Por Eduardo Fernandes.
Transcrição do episódio #
O que você entende por preparação para um período eleitoral? Estudar a vida dos candidatos?
E o que isso significa? Buscar incoerências cômicas na Internet? Lembrar-se do que eles fizeram no passado, com quem se aliaram, em que assuntos se contradisseram?
Ou ainda: buscar frases que demonstram que os candidatos têm uma visão de elite, que não têm a mínima ideia de como é viver no Brasil, efetivamente?
Se você gosta desse tipo de conteúdo, vale parar e se questionar sinceramente: o que, afinal, você procura? Informação útil, mudança, ou apenas entretenimento político?
Porque a linha aqui é tênue: definitivamente, existe utilidade em desvelar incoerências. No mínimo, isso faz parte do processo político. Mas também pode levar apenas a conversas de boteco, seriados de TV. Portanto, pode ser uma distração altamente manipulativa.
Talvez você seja mais nerd, mais paciente, e goste de analisar planos de governo. Por exemplo, prefere ler sobre políticas ambientais dos candidatos. Ou, talvez, até investigue as variações nas convicções filosóficas e bases científicas deles ao longo dos anos.
Já é muito melhor do que ficar apenas no nível do entretenimento. Porém, planos de governo e ideologias podem ser verdadeiros buracos de coelho. Muitas vezes, baseiam-se em teorias questionáveis e contextos políticos que mudam constantemente.

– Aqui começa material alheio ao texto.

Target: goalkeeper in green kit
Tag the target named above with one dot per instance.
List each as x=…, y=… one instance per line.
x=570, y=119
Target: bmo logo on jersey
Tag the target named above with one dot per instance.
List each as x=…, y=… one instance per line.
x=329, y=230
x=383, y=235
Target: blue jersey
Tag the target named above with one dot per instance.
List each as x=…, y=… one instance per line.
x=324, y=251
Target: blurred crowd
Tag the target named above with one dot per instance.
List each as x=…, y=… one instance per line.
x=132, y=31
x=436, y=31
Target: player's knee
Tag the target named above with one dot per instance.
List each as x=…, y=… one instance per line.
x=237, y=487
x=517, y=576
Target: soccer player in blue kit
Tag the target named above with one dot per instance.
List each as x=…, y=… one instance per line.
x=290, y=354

Pior: todo plano precisa ser aplicado, portanto, negociado. Na história, nem mesmo o totalitarismo conseguiu se impor sem algum tipo de comprometimento. Os impérios mais duradouros da história foram permeados por distúrbios locais ou permitiam governos locais em troca de impostos.
Enfim, o que eu quero dizer aqui é o seguinte: eleições são mesmo períodos manipulatórios. Não tem como ser de outro jeito.
Isso porque, em tese, a política demanda interesse contínuo, diário, por questões muito técnicas. E, nos pleitos, de repente, é preciso fazer uma massa de pessoas potencialmente desinformadas e desinteressadas votarem nesse ou naquele candidato.
Assim, as eleições acabam sendo reduzidas a questões morais, sobre quem é honesto, quem é coerente, quem é “do bem” e “do mal”. Ou alguma versão diluída disso. Ainda assim, é o que temos. Não adianta reclamar, é um dos desafios da democracia.
O que podemos fazer durante essa eleição é, pelo menos, evitar ser parte do problema. Podemos nos recusar a participar do processo manipulativo do entretenimento político.
No meu caso, vou tentar gastar meu tempo com mídias com menor potencial de espalhar desinformação rapidamente — livros, por exemplo.
A polarização desta eleição também é uma oportunidade de investir numa formação política de longo prazo. A ideia é entender os problemas sócio-econômicos que possibilitam com que fenômenos como o de Bolsonaro ressurjam, cada vez piores. Investigar porque (e como) nossas elites conseguem se manter tão cegas e negacionistas quanto ao funcionamento do país.
Sabemos que precisamos evitar a reeleição do Bolsonaro. Fato. Mas também precisamos pensar mais longe e evitar que sejamos eternamente obrigados lidar contra Bolsonaros e bolsonarismos. Evitar que tenhamos sempre que votar no menos pior, que estejamos sempre à beira do desmonte do país.
Para isso, é preciso ir além do entretenimento. Ir além da reclamação neurótica dos sintomas. É preciso um interesse contínuo no desafio que é construir e manter uma comunidade.